Thomas Ehrlich: Sure, Don. Thank you. In terms of our liquidity position, our cash at the end of the quarter ended June 30th, 2012 was about $2.8 million. That’s comparable to where we were at the end of 2011, which was again just under $3 million. During the six months of activity, we had—we used $5.1 million of cash in operations and about $6.4 million of cash investing activities. That breaks down to Q1 and Q2 for operations of about 2.5 million for each of those quarters and for our investing activities, we spent about $2 million in the first quarter of 2012 and about $4.5 million in the second quarter.

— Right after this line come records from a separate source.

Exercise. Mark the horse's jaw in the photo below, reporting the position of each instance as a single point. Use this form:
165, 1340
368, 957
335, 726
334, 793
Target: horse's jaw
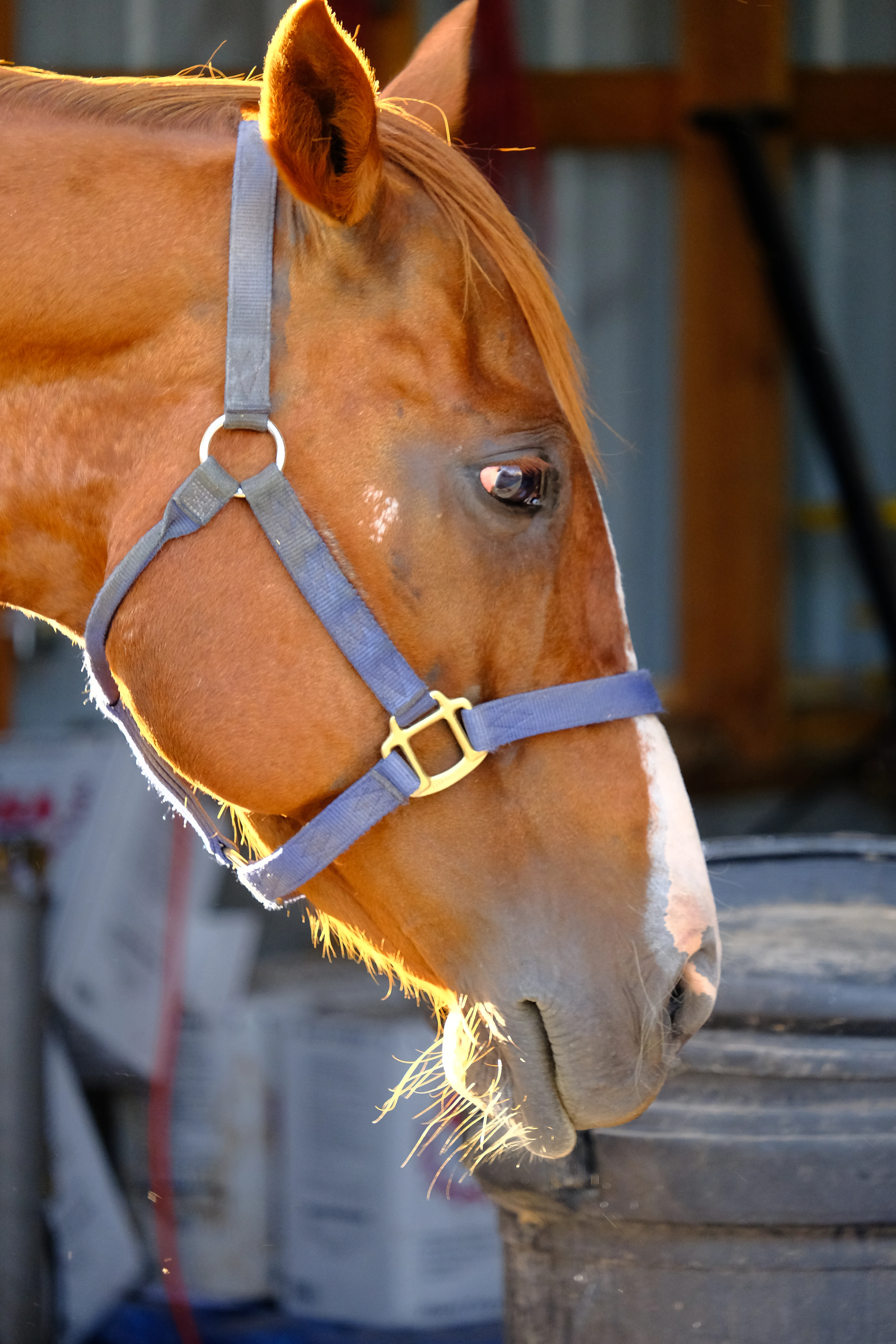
585, 1040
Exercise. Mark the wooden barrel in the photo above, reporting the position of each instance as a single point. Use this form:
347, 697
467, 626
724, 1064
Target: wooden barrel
756, 1201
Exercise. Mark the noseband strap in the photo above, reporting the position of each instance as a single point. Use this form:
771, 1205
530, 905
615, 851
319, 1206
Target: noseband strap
409, 702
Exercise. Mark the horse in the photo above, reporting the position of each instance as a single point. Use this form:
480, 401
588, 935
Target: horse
555, 905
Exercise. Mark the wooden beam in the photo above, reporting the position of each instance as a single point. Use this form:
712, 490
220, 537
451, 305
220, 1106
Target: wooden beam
731, 398
605, 110
7, 30
636, 110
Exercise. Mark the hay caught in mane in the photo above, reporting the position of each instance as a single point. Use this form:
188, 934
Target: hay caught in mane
471, 206
480, 220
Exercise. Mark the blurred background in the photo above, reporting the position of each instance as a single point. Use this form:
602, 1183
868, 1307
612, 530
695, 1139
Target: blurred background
741, 580
742, 584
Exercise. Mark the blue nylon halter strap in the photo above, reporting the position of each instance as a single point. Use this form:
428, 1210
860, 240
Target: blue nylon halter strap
389, 784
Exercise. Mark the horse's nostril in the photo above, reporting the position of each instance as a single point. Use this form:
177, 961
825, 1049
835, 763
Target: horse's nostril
675, 1003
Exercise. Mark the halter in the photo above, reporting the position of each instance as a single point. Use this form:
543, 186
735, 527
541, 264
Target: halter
412, 705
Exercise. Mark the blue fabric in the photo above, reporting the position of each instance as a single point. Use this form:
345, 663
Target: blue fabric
195, 503
319, 579
332, 599
383, 790
249, 284
573, 706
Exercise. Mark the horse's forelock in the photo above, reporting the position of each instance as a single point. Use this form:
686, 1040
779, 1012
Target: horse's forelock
472, 208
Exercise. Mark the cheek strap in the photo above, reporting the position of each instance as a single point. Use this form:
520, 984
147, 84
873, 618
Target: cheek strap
409, 702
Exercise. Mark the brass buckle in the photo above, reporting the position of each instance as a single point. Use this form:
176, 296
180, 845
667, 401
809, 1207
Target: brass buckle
448, 712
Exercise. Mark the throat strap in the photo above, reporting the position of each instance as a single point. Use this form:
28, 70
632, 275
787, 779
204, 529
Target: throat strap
342, 611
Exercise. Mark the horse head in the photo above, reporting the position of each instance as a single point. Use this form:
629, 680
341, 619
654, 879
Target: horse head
555, 904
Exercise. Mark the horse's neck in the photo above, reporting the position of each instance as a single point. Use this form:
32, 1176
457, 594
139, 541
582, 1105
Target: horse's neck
112, 331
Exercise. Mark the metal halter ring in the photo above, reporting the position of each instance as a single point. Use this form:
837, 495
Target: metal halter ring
272, 429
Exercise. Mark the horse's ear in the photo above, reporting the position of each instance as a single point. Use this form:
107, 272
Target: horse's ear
435, 80
319, 114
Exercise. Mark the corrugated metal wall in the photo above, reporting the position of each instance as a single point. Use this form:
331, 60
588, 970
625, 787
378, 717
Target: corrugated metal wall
612, 243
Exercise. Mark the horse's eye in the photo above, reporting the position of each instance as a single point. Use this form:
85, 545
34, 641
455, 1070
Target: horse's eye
516, 483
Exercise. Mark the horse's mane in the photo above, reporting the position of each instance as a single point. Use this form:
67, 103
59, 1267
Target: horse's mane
472, 208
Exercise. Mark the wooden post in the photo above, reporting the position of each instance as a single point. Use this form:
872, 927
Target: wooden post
7, 30
731, 398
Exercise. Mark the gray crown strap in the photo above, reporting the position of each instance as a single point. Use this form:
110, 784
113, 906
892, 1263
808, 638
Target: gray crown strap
249, 288
392, 782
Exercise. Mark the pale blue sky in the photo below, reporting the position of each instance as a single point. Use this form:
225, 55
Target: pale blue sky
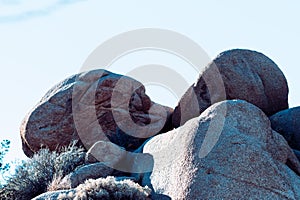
42, 42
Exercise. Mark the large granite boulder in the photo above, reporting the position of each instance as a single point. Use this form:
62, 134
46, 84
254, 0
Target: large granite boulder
90, 107
235, 74
287, 123
228, 152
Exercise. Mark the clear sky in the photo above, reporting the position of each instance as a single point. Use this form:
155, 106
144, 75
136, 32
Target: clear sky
43, 42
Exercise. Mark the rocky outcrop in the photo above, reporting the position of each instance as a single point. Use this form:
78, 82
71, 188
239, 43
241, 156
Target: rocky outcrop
287, 123
90, 107
228, 152
235, 74
108, 188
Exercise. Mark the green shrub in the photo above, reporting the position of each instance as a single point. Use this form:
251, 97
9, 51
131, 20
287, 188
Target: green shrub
32, 177
4, 147
108, 188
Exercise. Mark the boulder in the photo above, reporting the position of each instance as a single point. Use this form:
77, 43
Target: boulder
93, 106
90, 171
228, 152
287, 123
235, 74
107, 152
101, 188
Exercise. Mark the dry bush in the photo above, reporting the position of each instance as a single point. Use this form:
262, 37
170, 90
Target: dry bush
33, 176
108, 188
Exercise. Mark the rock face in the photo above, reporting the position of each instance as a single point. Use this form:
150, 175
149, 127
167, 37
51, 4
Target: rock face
228, 152
287, 123
90, 107
235, 74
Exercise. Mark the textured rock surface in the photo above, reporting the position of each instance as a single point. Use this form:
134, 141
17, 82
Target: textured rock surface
92, 106
104, 151
235, 74
287, 123
229, 152
102, 188
91, 171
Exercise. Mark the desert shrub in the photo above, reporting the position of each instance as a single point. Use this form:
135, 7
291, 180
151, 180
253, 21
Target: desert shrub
33, 176
108, 188
4, 147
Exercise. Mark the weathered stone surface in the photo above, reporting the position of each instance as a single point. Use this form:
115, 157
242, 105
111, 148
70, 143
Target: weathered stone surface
90, 171
235, 74
287, 123
104, 151
93, 106
228, 152
102, 188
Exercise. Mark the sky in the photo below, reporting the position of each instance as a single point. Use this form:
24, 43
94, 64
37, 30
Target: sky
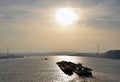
31, 26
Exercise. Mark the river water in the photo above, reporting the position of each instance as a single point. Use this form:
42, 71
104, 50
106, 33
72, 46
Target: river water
37, 69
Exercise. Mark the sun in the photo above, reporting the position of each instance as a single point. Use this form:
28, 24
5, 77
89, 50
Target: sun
66, 16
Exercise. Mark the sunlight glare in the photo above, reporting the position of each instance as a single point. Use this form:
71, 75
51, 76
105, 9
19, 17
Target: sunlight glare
66, 16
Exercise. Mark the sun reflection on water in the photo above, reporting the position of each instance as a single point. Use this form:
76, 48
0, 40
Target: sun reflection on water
69, 58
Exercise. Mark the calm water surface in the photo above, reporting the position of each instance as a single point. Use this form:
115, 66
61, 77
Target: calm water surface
37, 69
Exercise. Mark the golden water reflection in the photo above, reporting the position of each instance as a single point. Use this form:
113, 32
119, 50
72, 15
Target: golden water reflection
70, 58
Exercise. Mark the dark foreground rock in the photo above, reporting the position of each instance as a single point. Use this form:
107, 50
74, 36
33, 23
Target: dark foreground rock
69, 68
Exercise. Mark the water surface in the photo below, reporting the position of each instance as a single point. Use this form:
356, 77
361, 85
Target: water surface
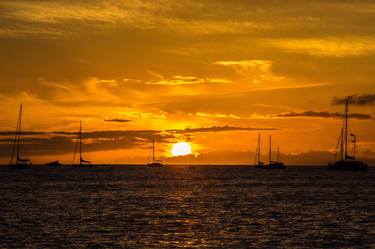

The increased spending related to our investing activities, were primarily related to the increase in the funding of the administrative and development budgets for Neutron. It was $1.1 million in the first quarter and $2.2 million in the second quarter, and our increase in additions to property, plant, and equipment was just under $1 million in the first quarter and just over $2.2 million in the second quarter. The largest of that being activities related to Churchrock Section 8 projects in terms of engineering studies and areas related to permitting and land.
During the six months, we raised about $11.4 million in investing activities. That was as a result of the cash infusion from RCF of $10 million in March and we had sales under our ATM program in January of about $1.4 million. We did not raise any capital during the second quarter of this year from either of those activities. Following the end of the quarter, we did venture back into the ATM market and we raised just under $1.5 million of net proceeds related to ATM sales with BTIG, with sales of about 2.66 million shares during the quarter.
We believe with the cash on hand, the availability of the $5 million that RCF has committed to us, in connection with the closing of the Neutron transaction, and the available funding under the ATM sales which is about $11.4 million worth of share value, that we’ll have sufficient funding to see us through at least for the next 12 months. Don?